I made this realization yesterday as I was moving the box that the new infant car carrier seat was in and I remembered how small they are when you bring them home and how tiny and helpless it will be. And now I’m excited and I want September 30th to get here faster.
In the meantime, we have an important decision to make. I say “we” but I really mean me. My daughter’s birth was – well, traumatic for me and probably for her as well. I was in labour for more than 17 hours and pushed for 4 making very little progress with getting her moved out. I was so exhausted I begged for a C-section because I just wanted the whole thing to be over and to hold my little girl…and also get some sleep. I’m skipping alot of information, like how the nurses were no help at all and how the on-call Dr wasn’t called until I finally demanded he be brought in, and how nobody monitored my epidural after it was administered so basically once it wore off, that was it. I had no idea what I could ask for and what I was entitled to. I’m also leaving out the part of how awful it was to be in recovery after the C-section while my husband got to show off our new baby to the whole family and I was the only one who wasn’t a part of it. I’m leaving out how we didn’t bond for like ever and she wouldn’t nurse and ended up being bottle fed. Yup, I’m leaving all that stuff out.
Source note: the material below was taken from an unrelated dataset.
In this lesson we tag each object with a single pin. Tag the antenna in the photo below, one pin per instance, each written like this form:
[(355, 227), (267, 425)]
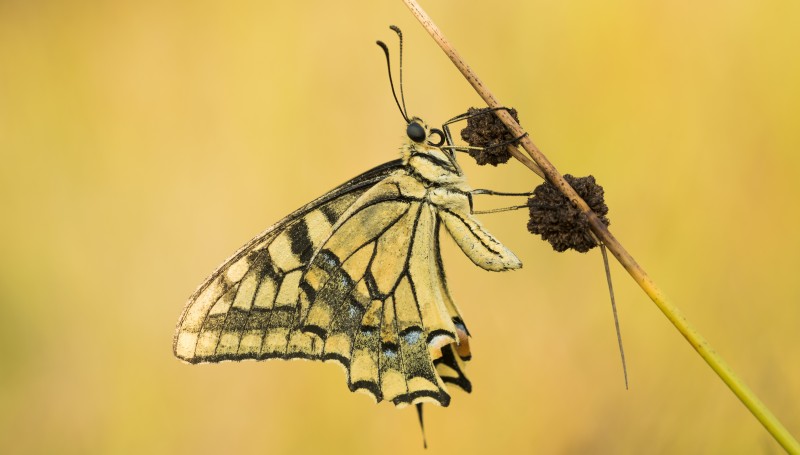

So, this time we are going to be informed. We are going to make a birth plan and be very insistant that it go according to said plan.
I still haven’t made up my mind about whether or not I want to try a natural birth this time as opposed to a scheduled section. There is a big part of me that doesn’t trust my body to be able to do it since I couldn’t last time. I know that psychologically, I need to be the right “place” in my mind to be able to do that. I’m scared, I’m not gonna lie. There are risks, although very minimal. It’s a very difficult decision. If anyone reading has an experience with VBAC I would love to hear what you have to say. Feel free to comment or comment saying you’d like to email me and I will write you back and you can share if ya want to.
I am happy though that my OB is very open to whatever decison we want to make. She is informative and wants me to ask questions and make a decision that I am comfortable with. I’m happy about this and I know that she’ll be supportive in whatever we decide. The only problem is, she is moving to BC and might not be around by the time my baby is born. Aw, that would be sad.
I think what I’m missing here as I read back over this post is prayer. I think if I really commit myself to find out what God thinks is the right thing then He will tell me. My problem lately is committing anything to prayer. Sad, I know, but I think I need to smarten up as this is one of the most important decisions I’ve ever had to make. It might not seem important to some but it really is to me. I would really like to have a pleasant birthing experience this time, which ever form that may take.